How to Determine Why a Program Became Untrusted

book

Article ID: 225558

calendar_today

Updated On:

Products

CA Virtual Privilege Manager CA Privileged Identity Management Endpoint (PIM) CA Privileged Access Manager - Server Control (PAMSC)

Issue/Introduction

A program was being blocked from executed while PIM/PAMSC was running. Using the seretrust command showed it had become untrusted. What seaudit records relate to the program becoming untrusted?

Environment

Privileged Identity Manager 12.8
PAM Server Control 14.0, 14.1

Resolution

When a program has been altered, PIM/PAMSC will untrust it and prevent it from being run. To determine why this has happened, use the seaudit utility to list the event and look up the watchdog code.

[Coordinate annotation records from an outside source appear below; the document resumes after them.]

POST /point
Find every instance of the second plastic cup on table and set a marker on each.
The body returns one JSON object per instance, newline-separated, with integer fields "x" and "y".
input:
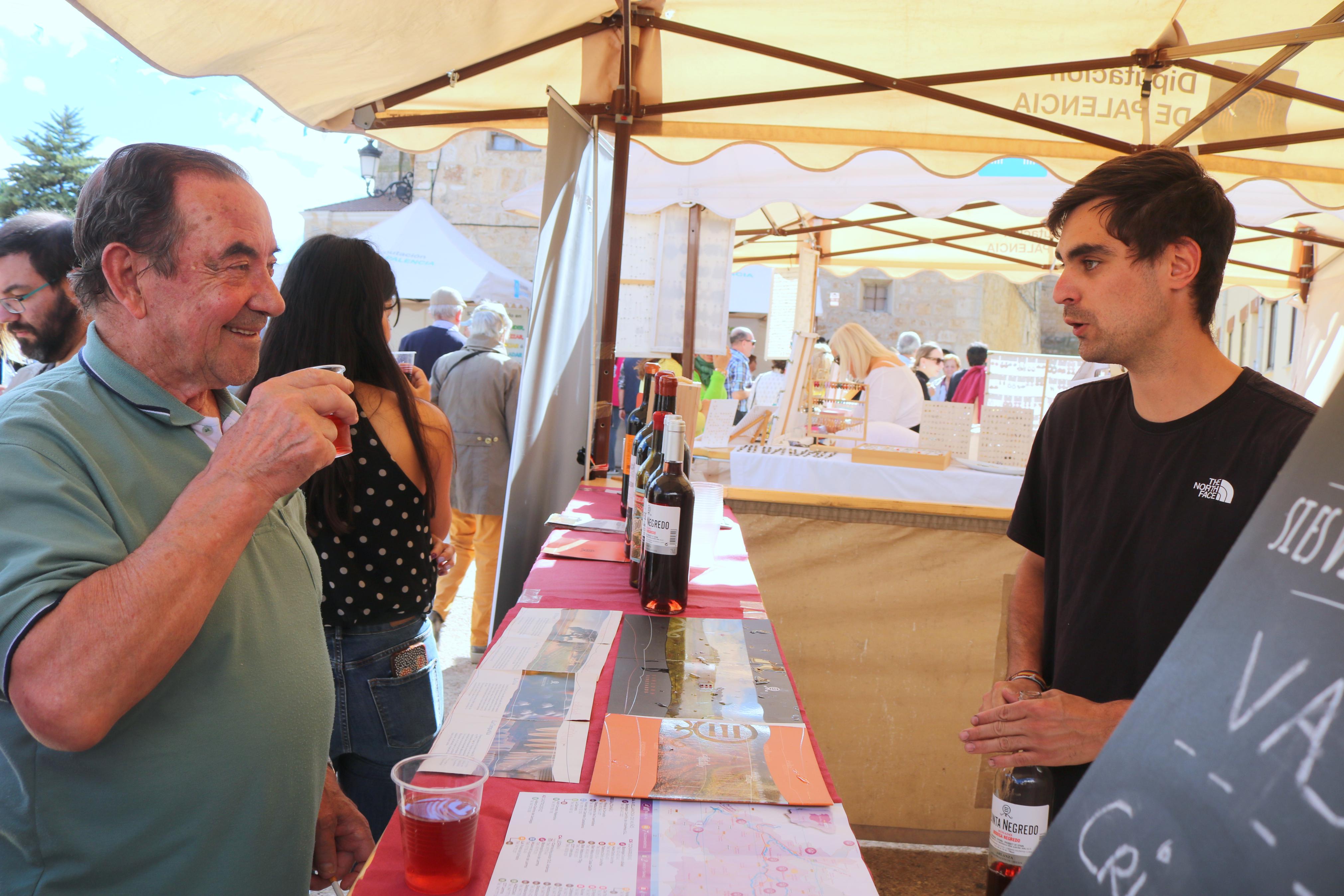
{"x": 440, "y": 800}
{"x": 343, "y": 444}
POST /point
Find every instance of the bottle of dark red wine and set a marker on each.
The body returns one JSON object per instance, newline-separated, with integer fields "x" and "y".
{"x": 639, "y": 488}
{"x": 665, "y": 401}
{"x": 669, "y": 511}
{"x": 1018, "y": 820}
{"x": 634, "y": 424}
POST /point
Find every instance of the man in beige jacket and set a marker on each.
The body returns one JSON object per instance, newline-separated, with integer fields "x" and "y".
{"x": 478, "y": 389}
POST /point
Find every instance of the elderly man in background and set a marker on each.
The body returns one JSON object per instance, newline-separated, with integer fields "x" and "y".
{"x": 37, "y": 297}
{"x": 478, "y": 389}
{"x": 441, "y": 336}
{"x": 738, "y": 379}
{"x": 167, "y": 695}
{"x": 908, "y": 344}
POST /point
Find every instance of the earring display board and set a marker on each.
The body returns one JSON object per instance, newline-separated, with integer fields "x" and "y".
{"x": 791, "y": 420}
{"x": 945, "y": 426}
{"x": 652, "y": 311}
{"x": 1005, "y": 436}
{"x": 784, "y": 303}
{"x": 1017, "y": 379}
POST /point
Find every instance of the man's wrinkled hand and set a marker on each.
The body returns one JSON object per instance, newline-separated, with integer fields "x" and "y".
{"x": 1055, "y": 730}
{"x": 284, "y": 436}
{"x": 343, "y": 843}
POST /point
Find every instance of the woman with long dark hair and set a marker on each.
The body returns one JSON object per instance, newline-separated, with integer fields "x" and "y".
{"x": 378, "y": 516}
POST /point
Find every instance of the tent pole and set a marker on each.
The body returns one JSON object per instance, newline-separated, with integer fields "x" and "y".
{"x": 693, "y": 272}
{"x": 623, "y": 105}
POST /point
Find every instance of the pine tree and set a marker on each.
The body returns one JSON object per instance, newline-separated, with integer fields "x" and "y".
{"x": 57, "y": 170}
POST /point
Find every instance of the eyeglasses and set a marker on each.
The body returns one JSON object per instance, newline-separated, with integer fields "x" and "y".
{"x": 14, "y": 304}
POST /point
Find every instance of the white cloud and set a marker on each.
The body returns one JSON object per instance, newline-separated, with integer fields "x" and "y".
{"x": 49, "y": 22}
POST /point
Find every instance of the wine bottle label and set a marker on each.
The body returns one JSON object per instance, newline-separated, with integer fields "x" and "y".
{"x": 630, "y": 449}
{"x": 638, "y": 526}
{"x": 661, "y": 528}
{"x": 1015, "y": 831}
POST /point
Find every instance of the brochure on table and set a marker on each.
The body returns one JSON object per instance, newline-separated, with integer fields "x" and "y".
{"x": 526, "y": 710}
{"x": 703, "y": 710}
{"x": 562, "y": 844}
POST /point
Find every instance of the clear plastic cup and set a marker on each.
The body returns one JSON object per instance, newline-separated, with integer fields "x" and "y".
{"x": 405, "y": 360}
{"x": 440, "y": 803}
{"x": 705, "y": 527}
{"x": 343, "y": 444}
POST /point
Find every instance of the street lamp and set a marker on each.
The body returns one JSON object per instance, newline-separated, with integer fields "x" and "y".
{"x": 369, "y": 156}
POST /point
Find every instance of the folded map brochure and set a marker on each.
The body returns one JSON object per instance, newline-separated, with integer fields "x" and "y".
{"x": 585, "y": 523}
{"x": 689, "y": 668}
{"x": 703, "y": 710}
{"x": 526, "y": 710}
{"x": 566, "y": 844}
{"x": 568, "y": 546}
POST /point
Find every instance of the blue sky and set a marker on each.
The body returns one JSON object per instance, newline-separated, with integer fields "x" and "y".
{"x": 53, "y": 57}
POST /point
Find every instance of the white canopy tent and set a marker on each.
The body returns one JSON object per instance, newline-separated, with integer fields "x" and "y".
{"x": 427, "y": 253}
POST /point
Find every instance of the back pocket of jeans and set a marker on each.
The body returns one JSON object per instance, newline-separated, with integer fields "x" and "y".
{"x": 407, "y": 707}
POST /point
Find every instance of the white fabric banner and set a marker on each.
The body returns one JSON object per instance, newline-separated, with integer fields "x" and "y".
{"x": 555, "y": 395}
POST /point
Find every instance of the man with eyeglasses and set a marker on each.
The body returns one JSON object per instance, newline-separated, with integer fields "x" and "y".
{"x": 37, "y": 302}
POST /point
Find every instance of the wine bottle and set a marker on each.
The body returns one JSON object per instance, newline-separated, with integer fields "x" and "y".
{"x": 1018, "y": 820}
{"x": 634, "y": 424}
{"x": 665, "y": 400}
{"x": 669, "y": 511}
{"x": 652, "y": 467}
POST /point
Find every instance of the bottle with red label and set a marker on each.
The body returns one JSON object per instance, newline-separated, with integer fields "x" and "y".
{"x": 1019, "y": 817}
{"x": 634, "y": 424}
{"x": 669, "y": 512}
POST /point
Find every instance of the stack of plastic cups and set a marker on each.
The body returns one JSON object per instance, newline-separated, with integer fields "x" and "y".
{"x": 705, "y": 528}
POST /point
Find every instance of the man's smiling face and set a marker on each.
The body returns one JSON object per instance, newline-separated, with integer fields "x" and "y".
{"x": 1112, "y": 303}
{"x": 209, "y": 315}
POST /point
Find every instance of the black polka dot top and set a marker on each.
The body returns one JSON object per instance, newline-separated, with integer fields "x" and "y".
{"x": 381, "y": 570}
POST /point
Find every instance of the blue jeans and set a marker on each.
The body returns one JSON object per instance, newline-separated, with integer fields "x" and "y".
{"x": 381, "y": 719}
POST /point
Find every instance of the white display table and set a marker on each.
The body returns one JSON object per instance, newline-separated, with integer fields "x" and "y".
{"x": 839, "y": 475}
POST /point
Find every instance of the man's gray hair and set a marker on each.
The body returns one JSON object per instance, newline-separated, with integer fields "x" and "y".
{"x": 444, "y": 303}
{"x": 491, "y": 321}
{"x": 130, "y": 199}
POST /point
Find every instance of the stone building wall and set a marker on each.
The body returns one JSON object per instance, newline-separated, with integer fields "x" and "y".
{"x": 952, "y": 314}
{"x": 468, "y": 186}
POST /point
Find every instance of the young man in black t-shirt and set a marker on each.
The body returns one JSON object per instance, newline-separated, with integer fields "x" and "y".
{"x": 1138, "y": 485}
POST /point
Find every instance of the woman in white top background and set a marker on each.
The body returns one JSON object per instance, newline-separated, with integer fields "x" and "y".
{"x": 894, "y": 395}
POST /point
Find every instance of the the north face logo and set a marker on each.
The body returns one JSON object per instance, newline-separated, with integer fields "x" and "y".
{"x": 1215, "y": 489}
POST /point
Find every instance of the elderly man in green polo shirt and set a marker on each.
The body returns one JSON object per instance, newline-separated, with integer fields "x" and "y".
{"x": 167, "y": 695}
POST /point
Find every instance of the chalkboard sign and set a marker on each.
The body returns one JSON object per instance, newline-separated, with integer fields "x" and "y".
{"x": 1228, "y": 773}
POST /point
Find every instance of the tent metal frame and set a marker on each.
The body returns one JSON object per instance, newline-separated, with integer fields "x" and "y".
{"x": 624, "y": 109}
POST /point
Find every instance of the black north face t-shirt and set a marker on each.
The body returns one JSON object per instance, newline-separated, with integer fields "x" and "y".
{"x": 1134, "y": 519}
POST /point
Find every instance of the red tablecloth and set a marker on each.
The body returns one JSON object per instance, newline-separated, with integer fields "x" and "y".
{"x": 590, "y": 585}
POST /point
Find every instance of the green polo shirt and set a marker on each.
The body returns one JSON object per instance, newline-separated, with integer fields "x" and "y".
{"x": 211, "y": 784}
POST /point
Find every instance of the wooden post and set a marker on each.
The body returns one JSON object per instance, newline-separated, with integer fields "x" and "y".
{"x": 623, "y": 105}
{"x": 693, "y": 269}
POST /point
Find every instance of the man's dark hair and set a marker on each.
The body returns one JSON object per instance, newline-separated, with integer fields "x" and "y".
{"x": 1152, "y": 199}
{"x": 46, "y": 238}
{"x": 130, "y": 199}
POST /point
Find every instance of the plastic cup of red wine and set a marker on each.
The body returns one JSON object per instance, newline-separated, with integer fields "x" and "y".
{"x": 343, "y": 445}
{"x": 440, "y": 800}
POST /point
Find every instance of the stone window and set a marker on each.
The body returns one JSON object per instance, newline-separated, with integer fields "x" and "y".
{"x": 877, "y": 295}
{"x": 510, "y": 143}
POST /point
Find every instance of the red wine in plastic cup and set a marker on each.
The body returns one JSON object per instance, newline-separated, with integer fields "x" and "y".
{"x": 343, "y": 445}
{"x": 439, "y": 800}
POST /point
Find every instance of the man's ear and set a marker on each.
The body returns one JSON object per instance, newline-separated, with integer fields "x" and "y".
{"x": 121, "y": 269}
{"x": 1182, "y": 264}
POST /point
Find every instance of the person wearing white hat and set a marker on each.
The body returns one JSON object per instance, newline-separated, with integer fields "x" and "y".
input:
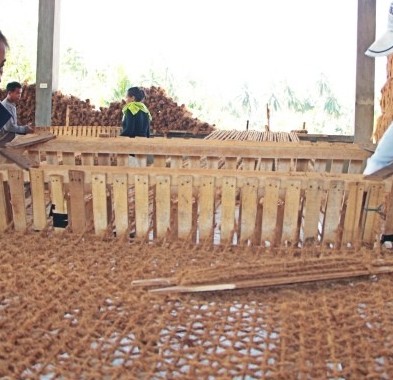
{"x": 383, "y": 155}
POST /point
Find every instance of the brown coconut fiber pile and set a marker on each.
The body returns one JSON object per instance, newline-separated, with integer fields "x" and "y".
{"x": 69, "y": 310}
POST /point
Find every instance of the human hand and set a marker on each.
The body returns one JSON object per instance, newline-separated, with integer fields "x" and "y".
{"x": 30, "y": 128}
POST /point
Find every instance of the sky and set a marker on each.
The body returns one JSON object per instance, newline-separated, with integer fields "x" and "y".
{"x": 222, "y": 43}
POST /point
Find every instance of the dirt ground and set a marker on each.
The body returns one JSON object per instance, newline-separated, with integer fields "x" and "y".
{"x": 69, "y": 310}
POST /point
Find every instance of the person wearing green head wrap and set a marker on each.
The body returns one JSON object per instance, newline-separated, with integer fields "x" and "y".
{"x": 136, "y": 116}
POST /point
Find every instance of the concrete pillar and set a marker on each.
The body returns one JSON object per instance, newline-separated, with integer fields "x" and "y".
{"x": 47, "y": 59}
{"x": 365, "y": 72}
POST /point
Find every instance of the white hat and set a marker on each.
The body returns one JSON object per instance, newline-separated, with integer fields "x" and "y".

In the seaudit output, untrust events contain "U PROGRAM" in the line.

EXAMPLE:
# seaudit -a | grep 'U PROGRAM'
30 Jun 2015 11:24:56 U PROGRAM      seoswd                 1 8704 /bin/su                
30 Jun 2015 11:25:36 U PROGRAM      seoswd                 1 8192 /opt/CA/AccessControl/bin/sebuildla

The audit code for any untrust event will be 1 and the seoswd code will be next to it. In the examples above, the seoswd codes are 8704 and 8192. To look up the meaning of the seoswd codes, use seaudit with the -St or -Stat option.

EXAMPLE:
# seaudit -St 8192
The INODE of the file was changed
# seaudit -St 8704
The INODE of the file was changed
The MTIME of the file was changed

In this example, the INODE of each file was changed. In addition, the MTIME of /bin/su was changed.